Another sad moment she recalls is during her latest expedition to the Peruvian Amazon where she says: “I really saw a level of deforestation that I heard about, but it’s one thing to hear about these things and another one to see them and witness the degradation and the powerlessness of the tribes down there. The rangers that I collaborate with were extremely saddening and not very optimistic.”
Then Anne goes deep into how she builds her time shrines and how much the contact with nature is important in her work: “what I do is both a pilgrimage and an expedition to these locations because it’s a learning curve. By the time I get to the location where I create my installation, I’ve tried to observe and learn a lot of what is around me to be able to then, in a condensed and creative way, represent it in my installation. I don’t think that the installation would have the same sense of purpose if I have not been through that process first.”
To close our meeting, I asked Anne about how she sees the future and if space explorations to Mars are offering an alternative future for humanity.

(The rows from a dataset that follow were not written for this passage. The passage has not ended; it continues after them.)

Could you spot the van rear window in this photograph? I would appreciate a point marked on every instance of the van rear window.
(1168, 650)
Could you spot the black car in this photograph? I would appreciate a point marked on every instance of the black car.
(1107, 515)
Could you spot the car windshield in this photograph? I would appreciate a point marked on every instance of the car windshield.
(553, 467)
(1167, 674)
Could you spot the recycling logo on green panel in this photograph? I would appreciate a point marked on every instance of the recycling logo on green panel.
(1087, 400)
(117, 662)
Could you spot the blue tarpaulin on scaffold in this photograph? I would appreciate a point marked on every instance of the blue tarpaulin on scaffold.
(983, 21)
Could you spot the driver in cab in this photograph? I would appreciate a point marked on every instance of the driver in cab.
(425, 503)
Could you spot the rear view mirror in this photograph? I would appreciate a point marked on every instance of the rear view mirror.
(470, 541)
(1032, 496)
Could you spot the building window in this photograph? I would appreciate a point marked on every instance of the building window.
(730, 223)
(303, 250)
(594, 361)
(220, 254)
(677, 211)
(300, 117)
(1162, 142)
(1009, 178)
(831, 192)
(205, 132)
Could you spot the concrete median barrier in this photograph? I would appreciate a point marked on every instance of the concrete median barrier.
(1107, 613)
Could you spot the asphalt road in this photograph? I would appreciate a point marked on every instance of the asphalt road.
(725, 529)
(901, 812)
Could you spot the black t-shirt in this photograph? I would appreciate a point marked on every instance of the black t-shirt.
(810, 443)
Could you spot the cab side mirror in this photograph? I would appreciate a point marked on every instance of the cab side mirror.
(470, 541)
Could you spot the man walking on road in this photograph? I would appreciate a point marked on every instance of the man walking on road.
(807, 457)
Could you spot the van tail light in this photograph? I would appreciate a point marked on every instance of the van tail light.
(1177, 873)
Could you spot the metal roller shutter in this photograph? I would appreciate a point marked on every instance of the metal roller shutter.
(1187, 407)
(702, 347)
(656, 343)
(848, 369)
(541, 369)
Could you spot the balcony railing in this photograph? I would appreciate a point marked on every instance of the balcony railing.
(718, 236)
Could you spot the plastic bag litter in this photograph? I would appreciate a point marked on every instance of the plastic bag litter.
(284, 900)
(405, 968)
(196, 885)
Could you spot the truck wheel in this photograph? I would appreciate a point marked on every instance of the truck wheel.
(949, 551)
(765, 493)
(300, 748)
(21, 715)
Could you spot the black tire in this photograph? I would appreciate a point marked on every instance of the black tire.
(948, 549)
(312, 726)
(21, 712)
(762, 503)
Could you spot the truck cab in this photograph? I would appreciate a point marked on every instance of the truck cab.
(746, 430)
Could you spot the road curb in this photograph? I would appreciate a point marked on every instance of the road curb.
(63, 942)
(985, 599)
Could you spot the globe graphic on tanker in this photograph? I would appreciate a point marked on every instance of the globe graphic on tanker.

“I don’t think there is a planet B; this is our water planet, it’s our Blue planet, it’s where we live and thrive, it’s where we become humans, and that’s where we belong. Yes, of course, we are sending up cars in space and to Mars, yet we are eating our own plastic because it finishes in the stomach of fishes, and we are not able to recycle it. So, a contradiction of the era and something I talk about in my work a lot is how it’s possible that technology has evolved so fast and so well and so incredibly, but yet we are not able to use that same technology to be able to help our planet and contribute to its protection and making it the place where we should live forever. (…) I believe that we are not only an invasive species; I also think that we are a race of dreamers and that’s what I want to thrive for — to continue having faith in our species and make sure that going forward we become better dreamers and less invasive.”